The fact that the securities may be “registered” under the ’33 Act in the latter case is obviously a very important distinction from the legal perspective, but it is not clear that the economics or underlying investor protections, or issuer dynamics on governance, use of proceeds, etc. are any different. But, the requirements under the Crowdfunding Regulation and those relating to peer-to-peer lender offerings are quite different. If the good, current experience of peer-to-peer lenders can be used as a guide, one might suggest that the significant requirements in Regulation Crowdfunding, at least for these kinds of debt based small business offerings, are too burdensome. Over time, rationalization of this disparity would be useful.
Crowdfund Insider : What are your thoughts on Commissioner Piwowar’s dissenting vote?
Steve Wallman: Regulation Crowdfunding is a step forward for the Commission and has created reasons for optimism among investors and issuers alike. However, I agree with Commission Piwowar that capital raising and investing under the Regulation may be more complex and difficult than needed to obtain the same investor protections. The Regulation is not easy to parse and there are many requirements. Perhaps the portals will be able to serve the purpose that lawyers or other advisors to an issuer would otherwise provide in much larger offerings. But that remains to be seen. On the other hand, I have terrific faith in entrepreneurs solving problems and I believe it likely that various new services that can provide what’s needed on a cost-effective basis will arise over time.
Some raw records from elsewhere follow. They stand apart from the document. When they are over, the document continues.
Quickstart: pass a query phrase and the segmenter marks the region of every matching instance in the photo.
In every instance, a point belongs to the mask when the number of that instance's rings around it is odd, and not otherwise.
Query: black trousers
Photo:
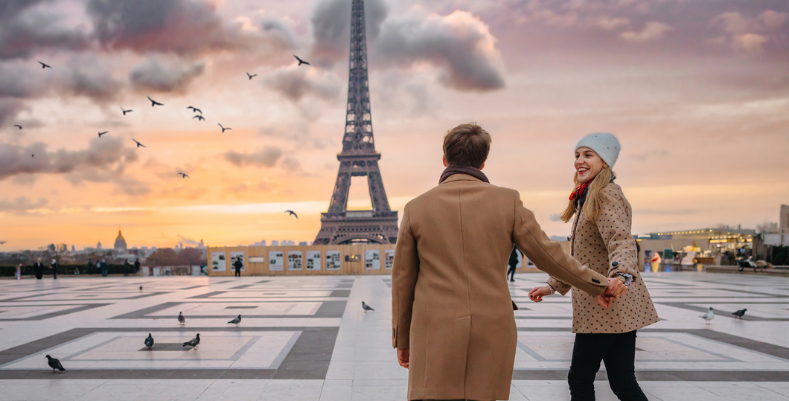
[[[605,362],[608,384],[622,401],[647,401],[636,381],[636,332],[578,333],[570,363],[572,401],[594,401],[594,379]]]
[[[241,277],[241,269],[236,269],[236,277]]]
[[[515,269],[517,268],[518,268],[517,265],[515,266],[510,265],[510,268],[507,269],[507,280],[515,281]]]
[[[52,278],[54,278],[55,280],[58,279],[58,268],[57,267],[53,267],[52,268]]]

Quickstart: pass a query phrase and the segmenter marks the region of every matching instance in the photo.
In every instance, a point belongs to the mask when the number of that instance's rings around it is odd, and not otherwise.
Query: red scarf
[[[586,190],[586,187],[588,187],[591,182],[592,181],[589,180],[589,181],[581,184],[580,186],[578,186],[578,188],[575,188],[573,190],[573,193],[570,194],[570,200],[576,200],[576,199],[580,198],[581,194],[584,193],[584,191]]]

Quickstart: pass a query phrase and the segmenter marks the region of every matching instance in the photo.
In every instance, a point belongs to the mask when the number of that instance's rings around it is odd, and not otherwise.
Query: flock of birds
[[[712,322],[712,319],[715,319],[714,310],[715,310],[714,308],[710,307],[707,313],[701,315],[701,318],[706,321],[707,325],[709,325]],[[748,309],[740,309],[738,311],[732,312],[731,314],[734,315],[735,319],[741,320],[742,317],[745,316],[745,312],[747,311]]]
[[[142,291],[142,286],[140,286],[140,291]],[[375,309],[370,307],[370,305],[367,305],[364,301],[362,301],[362,309],[364,310],[364,313],[375,311]],[[186,325],[186,317],[184,316],[183,312],[178,312],[178,324],[181,326]],[[233,320],[227,322],[227,324],[234,324],[236,325],[236,327],[238,327],[238,325],[241,324],[241,315],[236,316]],[[153,350],[154,340],[152,333],[148,333],[148,337],[145,338],[144,344],[149,350]],[[188,351],[188,350],[197,349],[198,345],[200,345],[200,333],[195,334],[195,338],[184,342],[183,347],[190,347],[189,349],[187,349]],[[63,367],[63,364],[60,362],[59,359],[53,358],[49,355],[47,355],[46,358],[47,358],[47,364],[49,365],[50,368],[52,368],[53,373],[58,370],[61,372],[66,370],[66,368]]]
[[[293,55],[293,57],[295,57],[296,61],[299,62],[298,66],[311,65],[309,62],[307,62],[306,60],[301,59],[299,56],[297,56],[295,54]],[[41,62],[41,61],[39,61],[38,63],[41,64],[41,69],[44,69],[44,70],[46,70],[47,68],[52,69],[52,66],[49,65],[49,64],[46,64],[46,63]],[[250,81],[252,80],[252,78],[258,76],[258,74],[250,74],[249,72],[247,72],[246,74],[247,74],[247,77],[249,78]],[[146,97],[151,102],[151,107],[164,106],[164,103],[161,103],[161,102],[158,102],[158,101],[156,101],[154,99],[151,99],[150,96],[146,96]],[[126,116],[126,113],[134,112],[134,110],[131,110],[131,109],[127,110],[127,109],[124,109],[122,106],[121,106],[120,109],[121,109],[121,112],[123,113],[124,116]],[[192,117],[193,120],[197,119],[198,121],[205,121],[205,117],[203,117],[203,111],[202,110],[200,110],[199,108],[194,107],[194,106],[189,106],[189,107],[187,107],[187,109],[188,110],[192,110],[192,113],[195,114],[194,117]],[[222,133],[223,134],[225,133],[225,131],[233,130],[233,128],[225,127],[221,123],[217,123],[217,125],[219,125],[219,128],[222,129]],[[19,129],[19,130],[23,129],[20,124],[14,124],[14,127]],[[99,138],[101,138],[102,136],[104,136],[106,134],[109,134],[109,131],[99,131]],[[138,140],[136,140],[134,138],[132,138],[132,141],[134,141],[134,143],[136,144],[136,147],[138,149],[139,148],[145,148],[145,149],[148,148],[147,146],[143,145],[142,143],[140,143],[140,141],[138,141]],[[36,157],[36,155],[32,154],[32,155],[30,155],[30,157]],[[180,172],[180,171],[178,172],[178,175],[180,175],[181,178],[183,178],[183,179],[190,178],[188,174]],[[288,213],[289,215],[292,215],[292,216],[296,216],[297,219],[299,218],[299,216],[297,216],[296,213],[294,213],[292,210],[288,210],[285,213]]]

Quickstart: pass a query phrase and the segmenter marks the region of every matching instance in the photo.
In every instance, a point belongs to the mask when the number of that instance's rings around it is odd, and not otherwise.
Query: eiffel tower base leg
[[[372,214],[358,212],[358,214]],[[355,242],[376,244],[394,244],[397,242],[397,212],[390,216],[354,216],[354,212],[343,213],[346,216],[332,216],[323,213],[321,230],[313,245],[347,245]],[[377,213],[380,214],[380,213]]]

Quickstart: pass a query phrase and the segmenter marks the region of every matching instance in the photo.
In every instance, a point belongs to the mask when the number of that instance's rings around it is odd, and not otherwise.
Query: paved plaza
[[[546,277],[510,286],[520,306],[511,400],[570,399],[570,296],[527,297]],[[644,279],[662,318],[638,334],[650,400],[789,401],[789,278]],[[405,400],[390,287],[388,276],[2,280],[0,400]],[[197,333],[200,345],[184,347]],[[45,355],[66,371],[52,373]],[[598,400],[615,400],[599,379]]]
Crowdfund Insider: How will Title III impact your platform? Will you use Reg A+ as well?
Steve Wallman: As a full clearing brokerage platform servicing hundreds of other financial firms, our capital formation platform, VIA Folio, supports the issuance, custody and servicing of publicly traded and privately issued and held securities. And we support all of the available issuer exemptions from registration. We are able to support portals and broker-dealers engaging in the issuance of securities under Regulation Crowdfunding , as well as Reg A Tier 1 and 2 and Regulation D offerings. VIA Folio has a complete set of APIs for these intermediaries to use. In addition, VIA Folio supports such offerings by issuers directly although we have not yet determined if we will support Regulation Crowdfunding issuers directly (as opposed to serving portals or other broker-dealers seeking to provide offerings under Regulation Crowdfunding).
Our innovative approach of enabling such transactions and custody through the online brokerage account structure, with all of the transparency and scalability that it brings, is particularly well suited to the potentially large number of smaller investors in Reg A and Title III issuers’ securities.
Steve Wallman: The ongoing convergence of technology, business processes, new regulation and new interpretations of existing regulation has brought a renaissance to the process of small company capital formation. Yes, it is transformational. The issue though is how long will it take for that transformation to become significant in the overall market for capital formation.
Crowdfund Insider: Where do you see the industry heading in the next 2 to 3 years?
Steve Wallman: We expect to see many firms enabling online equity investments in private companies in the coming years, with a likely consolidation among such firms following thereafter.
Similarly, we expect a flurry of new issuers trying to leverage these new rules, and then a maturation of the processes after everyone gets some more experience. For Folio Investing and our private investing platform, VIA Folio, this is all positive news. Overall, promulgating these rules is a step forward for the Commission that we can all learn from.